For a single room that he lives in Bexleyheath, he has to cough out £100 pounds per week. That is £400 pounds (N120, 000) every month. In a year that amounts to N1.4million. Back home, Adedayo boasts of a three-bedroom apartment inhabited by his wife and only child.
Mrs Dimeji shells out £150 pounds a week; £600 pounds for one month (about N180, 000) for two rooms in Peckham.
“That is exclusive of water bill, electricity, gas, central heater, transportation, and other municipal charges. If you come to London and you are not working, I’m afraid you will have yourself to blame,” she added.
Ayodele lives in Central London and pays higher than Adedayo and Mrs Dimeji. “I pay £200 pounds (about N60, 000) every week for my house,” he said simply while looking into space.
He needed not to add that the astronomical standard of living is killing him and has deprived him the joy of bringing his family; wife and three children, to London permanently.
The U.K system he complained bitterly has not been fair to young entrepreneurs like him.
“I hold a British passport so I felt I would be given the enabling environment to excel in my line of business here. I relocated to London with the hope that I would be able to flourish my entrepreneurship. I have been here for 10 years, I have applied for several start up loans, filled many applications, written series of proposals, and attended several defences, but it has not yielded a pound. The system does not support Africans whatever the colour of your passport. It only takes what you bring and swallow it. It is either you conform to what they have to offer; which are menial jobs that their children pass off or nothing.”
True to Ayodele’s assertion, most of the superstores in London; the like of Primark, Tesco, M&S, ASDA, and others are manned by Africans, Latinos, Indians, and Arabs.
Mrs Ebun Folorunsho, 68, is battling rheumatism and ill-health from the extreme London weather, yet she told me she has to go to work to fend for herself. “I came to London 30 years ago with my husband, who passed on three years ago. My challenge is the cold and for some time I cannot move my legs. They get so stiff that I move around with great pains.” Mrs. Folorunsho plans to relocate back home in Ogun State this December.

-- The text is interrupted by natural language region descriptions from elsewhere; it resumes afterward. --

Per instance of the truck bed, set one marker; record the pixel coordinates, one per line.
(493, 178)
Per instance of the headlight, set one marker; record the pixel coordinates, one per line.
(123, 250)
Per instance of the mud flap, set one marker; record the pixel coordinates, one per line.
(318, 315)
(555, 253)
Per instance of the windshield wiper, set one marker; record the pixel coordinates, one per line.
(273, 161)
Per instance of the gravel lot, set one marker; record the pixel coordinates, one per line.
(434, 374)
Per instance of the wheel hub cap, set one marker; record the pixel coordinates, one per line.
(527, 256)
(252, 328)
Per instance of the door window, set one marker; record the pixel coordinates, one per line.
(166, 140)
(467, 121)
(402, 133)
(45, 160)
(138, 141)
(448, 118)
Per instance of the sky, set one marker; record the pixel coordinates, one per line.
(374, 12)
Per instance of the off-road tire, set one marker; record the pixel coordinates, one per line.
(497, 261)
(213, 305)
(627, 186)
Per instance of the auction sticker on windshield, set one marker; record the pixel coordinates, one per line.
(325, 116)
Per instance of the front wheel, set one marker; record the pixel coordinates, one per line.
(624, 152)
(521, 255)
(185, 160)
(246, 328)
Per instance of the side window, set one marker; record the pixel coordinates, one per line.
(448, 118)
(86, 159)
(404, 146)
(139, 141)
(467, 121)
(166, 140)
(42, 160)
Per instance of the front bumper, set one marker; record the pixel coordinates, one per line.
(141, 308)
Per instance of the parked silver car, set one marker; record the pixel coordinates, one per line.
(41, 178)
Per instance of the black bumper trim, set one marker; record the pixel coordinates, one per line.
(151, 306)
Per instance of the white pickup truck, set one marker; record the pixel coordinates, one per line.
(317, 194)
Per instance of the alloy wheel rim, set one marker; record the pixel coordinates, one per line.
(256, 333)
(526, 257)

On the reporter’s last day in London, Eke (the taxi driver), sent him off with a parting shot as he drove him to the airport, “The reality is that Nigerians in the U.K work extra hard to make ends meet under a harsh weather and system that look down on them. Underneath the façade that you see when we come home, is a heart willing to return home. I just wish they (Nigerian government) would make our country better.